Comment by throwawaymaths

Comment by throwawaymaths 14 hours ago

2 replies

is it not the case that in zig, the execution happens in a_future.await?

I presume that:

io.async 1 stores in io "hey please work on this"

io.async 2 stores in io "hey also please work on this"

in the case where io is evented with some "provided event loop":

await #1 runs through both 1 and 2 interleavedly, and if 2 finishes before 1, it puts a pin on it, and then returns a_result when 1 is completed.

await #2 "no-executions" if 1 finished after 2, but if there is still work to be done for 2, then it keeps going until the results for 2 are all in.

There's no "task that's running somewere mysteriously" unless you pick threaded io, in which case, yeah, io.async actually kicks shit off, and if the cpu takes a big fat nap on the calling thread between the asyncs and the awaits, progress might have been made (which wouldn't be the case if you were evented).

amluto 9 hours ago

There’s a material distinction.
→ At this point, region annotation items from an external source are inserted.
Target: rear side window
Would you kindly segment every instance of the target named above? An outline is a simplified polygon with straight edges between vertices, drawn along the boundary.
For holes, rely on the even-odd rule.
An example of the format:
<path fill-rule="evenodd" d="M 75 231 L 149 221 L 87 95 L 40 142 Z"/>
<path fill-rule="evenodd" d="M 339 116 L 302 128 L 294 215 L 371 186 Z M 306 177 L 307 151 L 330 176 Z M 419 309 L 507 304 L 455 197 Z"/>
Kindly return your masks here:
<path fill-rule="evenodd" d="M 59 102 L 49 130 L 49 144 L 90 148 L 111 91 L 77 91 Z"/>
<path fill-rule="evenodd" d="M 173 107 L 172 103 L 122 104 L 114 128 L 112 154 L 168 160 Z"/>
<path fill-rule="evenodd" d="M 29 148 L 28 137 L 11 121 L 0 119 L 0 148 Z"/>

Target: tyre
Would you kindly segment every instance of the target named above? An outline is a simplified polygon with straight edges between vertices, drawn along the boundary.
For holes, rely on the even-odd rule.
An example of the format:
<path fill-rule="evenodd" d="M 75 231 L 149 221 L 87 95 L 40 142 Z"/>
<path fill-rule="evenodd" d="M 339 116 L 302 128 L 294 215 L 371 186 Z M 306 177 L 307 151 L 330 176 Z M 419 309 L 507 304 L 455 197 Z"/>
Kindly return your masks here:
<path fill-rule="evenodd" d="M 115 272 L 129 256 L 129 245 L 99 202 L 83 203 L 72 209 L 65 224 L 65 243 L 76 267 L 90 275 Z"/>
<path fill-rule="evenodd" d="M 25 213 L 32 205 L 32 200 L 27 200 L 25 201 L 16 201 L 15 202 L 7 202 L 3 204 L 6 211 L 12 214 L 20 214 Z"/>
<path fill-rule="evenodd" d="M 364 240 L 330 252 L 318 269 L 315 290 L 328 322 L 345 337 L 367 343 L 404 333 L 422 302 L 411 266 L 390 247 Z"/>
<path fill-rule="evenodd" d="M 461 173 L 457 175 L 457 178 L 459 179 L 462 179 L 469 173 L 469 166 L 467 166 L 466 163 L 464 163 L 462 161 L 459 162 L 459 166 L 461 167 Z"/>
In Zig (by my reading of the article — I haven’t tried it), as you say:

> await #1 runs through both 1 and 2 interleavedly, and if 2 finishes before 1, it puts a pin on it, and then returns a_result when 1 is completed.

In Rust or Python, awaiting a future runs that future and possibly other tasks, but it does not run other non-task futures. The second async operation would be a non-task future and would not make progress as a result of awaiting the first future.

It looks like Zig’s io.async sometimes creates what those other languages call a task.

  • throwawaymaths 8 hours ago

    i am not familiar with rust and i gave up on python async years ago so i have no frame of reference here. but im really not sure why theres a need to distinguish between tasks and non tasks?

    importantly in zig the execution isnt just limited to #1 and #2. if the caller of this function initiated a #3 before all of this it could also get run stuffed in that .await, for example.